5) HeyGen (Live / Streaming)
HeyGen is widely known for AI video, and its real-time offering now targets developers and teams building interactive experiences. Many teams consider it a strong “video face layer” within a broader AI agent stack.
What stands out
- Audio-to-Video WebSocket API positioning for real-time pipelines (good fit with modern voice-agent frameworks).
- Docs include patterns for running through your own LiveKit instance for more control.
Watch-outs
- The ecosystem is powerful, but it can feel like a “choose-your-own-adventure” for builders, with more decisions for non-technical teams.
6) Anam
Anam’s framing leans toward “presence” avatars that feel attentive and natural in live conversation. It’s often evaluated for coaching/companion/guide experiences where tone and rapport are central.
What stands out
- Persona API positioning with docs describing establishing a WebRTC stream + realtime voice flow.
- LiveKit plugin support for faster integration.
Watch-outs
- If your use case targets enterprise environments with complex compliance and long procurement cycles, validate the security posture and deployment support early in the process.
7) Lemon Slice
Lemon Slice often appeals to teams building more creative, character-driven experiences where “stylized” can actually be better than ultra-real for approachability and brand fit. It’s also used for fast prototyping via widget-style experiences.
What stands out
- Public docs cover both widget and API routes.

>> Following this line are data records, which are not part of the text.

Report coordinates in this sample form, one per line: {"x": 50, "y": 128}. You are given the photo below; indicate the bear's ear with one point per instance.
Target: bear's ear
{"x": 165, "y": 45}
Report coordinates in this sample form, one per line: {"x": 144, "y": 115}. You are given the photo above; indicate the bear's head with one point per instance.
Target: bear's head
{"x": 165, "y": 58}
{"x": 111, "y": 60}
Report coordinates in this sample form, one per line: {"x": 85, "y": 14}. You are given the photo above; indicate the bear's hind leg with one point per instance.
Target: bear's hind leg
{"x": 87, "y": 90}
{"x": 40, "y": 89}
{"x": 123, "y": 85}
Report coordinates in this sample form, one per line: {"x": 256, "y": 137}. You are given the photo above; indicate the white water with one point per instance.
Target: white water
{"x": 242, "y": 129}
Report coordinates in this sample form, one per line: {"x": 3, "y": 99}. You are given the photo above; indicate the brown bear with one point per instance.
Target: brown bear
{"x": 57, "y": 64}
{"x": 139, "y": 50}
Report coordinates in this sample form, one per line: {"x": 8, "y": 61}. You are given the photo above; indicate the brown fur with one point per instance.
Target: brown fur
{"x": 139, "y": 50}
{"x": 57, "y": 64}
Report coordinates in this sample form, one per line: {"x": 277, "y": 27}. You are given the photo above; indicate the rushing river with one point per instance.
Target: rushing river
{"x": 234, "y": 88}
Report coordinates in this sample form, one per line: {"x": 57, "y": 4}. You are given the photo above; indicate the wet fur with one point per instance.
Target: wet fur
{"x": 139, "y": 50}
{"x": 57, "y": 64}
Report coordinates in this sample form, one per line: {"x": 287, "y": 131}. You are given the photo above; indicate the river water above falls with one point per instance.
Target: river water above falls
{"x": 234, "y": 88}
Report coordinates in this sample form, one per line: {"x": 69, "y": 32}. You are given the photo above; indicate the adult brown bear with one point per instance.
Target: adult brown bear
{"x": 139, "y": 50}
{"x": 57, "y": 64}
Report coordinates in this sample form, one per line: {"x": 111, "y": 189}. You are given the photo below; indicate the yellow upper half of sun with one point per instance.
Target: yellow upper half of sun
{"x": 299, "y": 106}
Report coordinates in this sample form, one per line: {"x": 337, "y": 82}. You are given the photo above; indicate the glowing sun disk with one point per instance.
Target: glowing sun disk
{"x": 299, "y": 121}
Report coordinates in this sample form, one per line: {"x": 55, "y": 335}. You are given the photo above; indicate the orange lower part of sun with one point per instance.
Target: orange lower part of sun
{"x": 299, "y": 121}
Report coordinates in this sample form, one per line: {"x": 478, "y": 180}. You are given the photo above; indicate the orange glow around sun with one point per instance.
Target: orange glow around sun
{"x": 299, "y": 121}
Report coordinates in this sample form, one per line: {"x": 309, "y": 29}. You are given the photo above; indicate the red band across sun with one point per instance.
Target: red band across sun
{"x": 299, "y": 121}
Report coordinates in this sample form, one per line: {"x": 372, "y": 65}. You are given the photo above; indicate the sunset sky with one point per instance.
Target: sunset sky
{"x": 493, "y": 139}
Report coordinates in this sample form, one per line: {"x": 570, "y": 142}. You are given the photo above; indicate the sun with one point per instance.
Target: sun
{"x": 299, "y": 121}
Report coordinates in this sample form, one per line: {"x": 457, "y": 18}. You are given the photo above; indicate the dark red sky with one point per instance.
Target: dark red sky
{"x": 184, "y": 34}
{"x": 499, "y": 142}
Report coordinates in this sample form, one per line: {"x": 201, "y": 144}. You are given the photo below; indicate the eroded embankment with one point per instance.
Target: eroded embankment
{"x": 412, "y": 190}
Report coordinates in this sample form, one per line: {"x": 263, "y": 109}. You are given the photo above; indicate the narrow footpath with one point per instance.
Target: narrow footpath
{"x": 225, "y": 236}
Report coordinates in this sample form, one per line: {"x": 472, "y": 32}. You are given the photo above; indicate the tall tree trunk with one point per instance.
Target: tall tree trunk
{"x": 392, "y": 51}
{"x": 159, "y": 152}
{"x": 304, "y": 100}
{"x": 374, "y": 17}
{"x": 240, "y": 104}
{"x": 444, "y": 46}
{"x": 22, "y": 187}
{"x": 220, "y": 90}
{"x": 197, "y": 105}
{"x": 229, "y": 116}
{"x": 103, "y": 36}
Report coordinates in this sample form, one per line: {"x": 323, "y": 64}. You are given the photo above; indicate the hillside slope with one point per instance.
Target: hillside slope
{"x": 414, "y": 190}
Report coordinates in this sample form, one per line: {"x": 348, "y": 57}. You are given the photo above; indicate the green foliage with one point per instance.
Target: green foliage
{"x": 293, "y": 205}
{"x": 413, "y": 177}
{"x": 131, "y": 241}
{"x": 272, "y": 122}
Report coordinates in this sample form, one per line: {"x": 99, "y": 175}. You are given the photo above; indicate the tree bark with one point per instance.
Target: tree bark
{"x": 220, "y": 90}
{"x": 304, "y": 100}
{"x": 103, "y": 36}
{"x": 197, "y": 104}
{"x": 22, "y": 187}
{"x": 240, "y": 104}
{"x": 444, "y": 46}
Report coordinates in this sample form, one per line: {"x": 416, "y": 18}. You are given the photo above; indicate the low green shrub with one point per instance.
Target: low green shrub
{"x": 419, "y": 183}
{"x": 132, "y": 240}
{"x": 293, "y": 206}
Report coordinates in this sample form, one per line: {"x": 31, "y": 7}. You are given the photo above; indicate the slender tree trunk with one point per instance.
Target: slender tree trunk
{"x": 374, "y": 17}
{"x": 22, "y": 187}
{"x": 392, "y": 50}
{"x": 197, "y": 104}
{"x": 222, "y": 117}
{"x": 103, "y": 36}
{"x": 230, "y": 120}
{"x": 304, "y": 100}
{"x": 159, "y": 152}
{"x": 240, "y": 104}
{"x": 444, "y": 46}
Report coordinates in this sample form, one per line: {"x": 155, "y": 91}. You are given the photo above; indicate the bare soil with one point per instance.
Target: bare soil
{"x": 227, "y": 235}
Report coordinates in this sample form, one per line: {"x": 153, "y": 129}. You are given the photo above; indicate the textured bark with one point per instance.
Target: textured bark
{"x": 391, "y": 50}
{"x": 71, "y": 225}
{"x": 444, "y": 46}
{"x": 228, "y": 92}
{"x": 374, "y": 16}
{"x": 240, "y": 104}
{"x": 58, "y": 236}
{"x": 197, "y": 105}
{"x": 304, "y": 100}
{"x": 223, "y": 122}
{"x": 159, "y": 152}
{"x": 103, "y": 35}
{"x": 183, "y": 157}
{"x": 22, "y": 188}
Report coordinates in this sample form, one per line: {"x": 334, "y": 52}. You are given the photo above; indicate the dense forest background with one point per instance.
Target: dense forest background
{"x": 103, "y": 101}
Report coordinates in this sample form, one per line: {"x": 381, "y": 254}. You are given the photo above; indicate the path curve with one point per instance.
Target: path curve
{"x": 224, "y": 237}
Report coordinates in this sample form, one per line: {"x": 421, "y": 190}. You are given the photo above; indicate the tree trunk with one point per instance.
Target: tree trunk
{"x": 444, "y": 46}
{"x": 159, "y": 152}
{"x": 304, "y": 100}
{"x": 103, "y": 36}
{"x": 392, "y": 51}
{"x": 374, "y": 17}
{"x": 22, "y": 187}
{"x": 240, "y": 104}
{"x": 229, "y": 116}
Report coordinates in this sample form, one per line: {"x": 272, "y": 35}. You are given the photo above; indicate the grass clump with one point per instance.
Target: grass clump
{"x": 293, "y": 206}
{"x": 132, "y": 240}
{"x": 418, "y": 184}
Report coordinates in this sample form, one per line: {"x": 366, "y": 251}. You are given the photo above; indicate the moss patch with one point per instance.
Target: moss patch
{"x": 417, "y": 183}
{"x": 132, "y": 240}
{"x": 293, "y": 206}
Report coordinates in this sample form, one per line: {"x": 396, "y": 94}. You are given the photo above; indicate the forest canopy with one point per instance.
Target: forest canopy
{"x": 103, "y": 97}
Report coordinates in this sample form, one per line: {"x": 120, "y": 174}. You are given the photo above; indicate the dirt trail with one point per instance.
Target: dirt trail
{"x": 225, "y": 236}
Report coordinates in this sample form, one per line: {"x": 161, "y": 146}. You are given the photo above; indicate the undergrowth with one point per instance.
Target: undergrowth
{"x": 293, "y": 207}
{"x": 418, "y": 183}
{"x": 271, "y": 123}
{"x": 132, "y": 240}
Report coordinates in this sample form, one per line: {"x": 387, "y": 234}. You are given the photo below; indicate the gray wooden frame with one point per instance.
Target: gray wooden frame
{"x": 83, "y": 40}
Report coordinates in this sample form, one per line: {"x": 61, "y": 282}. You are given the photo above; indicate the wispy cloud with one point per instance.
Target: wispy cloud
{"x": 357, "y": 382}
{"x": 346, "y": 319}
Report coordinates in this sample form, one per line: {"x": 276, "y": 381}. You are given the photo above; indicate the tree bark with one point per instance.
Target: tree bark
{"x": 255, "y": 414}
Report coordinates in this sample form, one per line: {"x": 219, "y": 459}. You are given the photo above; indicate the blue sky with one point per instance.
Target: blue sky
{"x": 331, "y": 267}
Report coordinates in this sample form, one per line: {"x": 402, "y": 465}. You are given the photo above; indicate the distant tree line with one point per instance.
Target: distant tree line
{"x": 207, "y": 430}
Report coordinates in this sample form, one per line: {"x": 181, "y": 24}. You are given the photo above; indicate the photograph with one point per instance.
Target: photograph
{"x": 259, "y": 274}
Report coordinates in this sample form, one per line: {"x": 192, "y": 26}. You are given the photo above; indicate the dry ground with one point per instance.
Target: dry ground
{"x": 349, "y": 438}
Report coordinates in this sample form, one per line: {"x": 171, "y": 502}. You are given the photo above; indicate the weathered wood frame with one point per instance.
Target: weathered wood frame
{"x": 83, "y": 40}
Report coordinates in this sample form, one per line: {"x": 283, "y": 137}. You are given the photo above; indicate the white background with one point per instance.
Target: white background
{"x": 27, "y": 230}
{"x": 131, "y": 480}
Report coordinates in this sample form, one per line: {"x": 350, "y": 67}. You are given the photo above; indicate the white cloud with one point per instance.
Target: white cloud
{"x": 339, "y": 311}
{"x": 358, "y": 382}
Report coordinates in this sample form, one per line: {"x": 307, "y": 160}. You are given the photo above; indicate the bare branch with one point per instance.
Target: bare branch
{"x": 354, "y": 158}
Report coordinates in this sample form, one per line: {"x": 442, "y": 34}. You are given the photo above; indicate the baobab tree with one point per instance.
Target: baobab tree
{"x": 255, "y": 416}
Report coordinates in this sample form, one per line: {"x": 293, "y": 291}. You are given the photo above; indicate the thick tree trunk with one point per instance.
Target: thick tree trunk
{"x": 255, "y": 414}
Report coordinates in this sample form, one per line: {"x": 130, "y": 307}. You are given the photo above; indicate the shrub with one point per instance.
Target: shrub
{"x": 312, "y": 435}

- Real-time positioning is discussed in the context of low-latency video interactions.
Watch-outs
- Their documentation notes the phase-out of older endpoints, so keep your integration updated and prepare for changes.
8) bitHuman
bitHuman stands out for teams that want flexibility around where the avatar runs, useful for privacy-sensitive environments, on-prem preferences, or tightly controlled demo installs.
What stands out
- SDK emphasizes responsive, real-time avatars; LiveKit notes that bitHuman can run locally or in the cloud.
Watch-outs
- “Local/edge” power comes with operational responsibility; your team is responsible for more deployment, performance, and maintenance.
9) Hedra (Realtime Avatar)
Builders often evaluate Hedra’s real-time avatar offering when they want to prototype quickly, test user reactions, and iterate. The platform supports product experiments and lightweight deployments effectively.
What stands out
- Hedra’s docs position Realtime Avatar for live, interactive conversations and provide get-started guidance.
- LiveKit integration path exists, which is commonly used in real-time agent pipelines.
Watch-outs
- Newer-feeling surface areas can change quickly; plan for API evolution and monitor versioning.
Conclusion: How to choose a real-time avatar platform
If you’re picking a real-time avatar platform, then first split the experience you want from the stack that you are prepared to own:
Are you buying an end-to-end agent platform (agent setup, knowledge, tools, analytics), or a video/face layer that you will bolt onto your existing LLM + speech pipeline?
What do you care most about in your use case: latency (feel of turn-taking), expressivity (emotional range), integration options (SDKs, webhooks, APIs), or hosted deployment (faster TTP with less surface area)?
From there, run a small pilot and measure some practical things: the end-to-end latency, stability on average networks, as well as how easy it is to customize what the agent says and what it looks like, not to mention if the tool fits your deployment reality (embedded web experience, contact centre workflow, kiosk, mobile).
You will see that different platforms win on different trade-offs. Some are optimized for speed and developer composability, others for realism or a managed agent experience. D-ID is often evaluated for the best trade-off between avatar quality and real-time SDK support, which matters to some teams in their production environments. In other words, when it comes to a polished visual experience and smart integration paths, those strengths are easy to see in a hands-on test and often explain why teams choose one platform over another.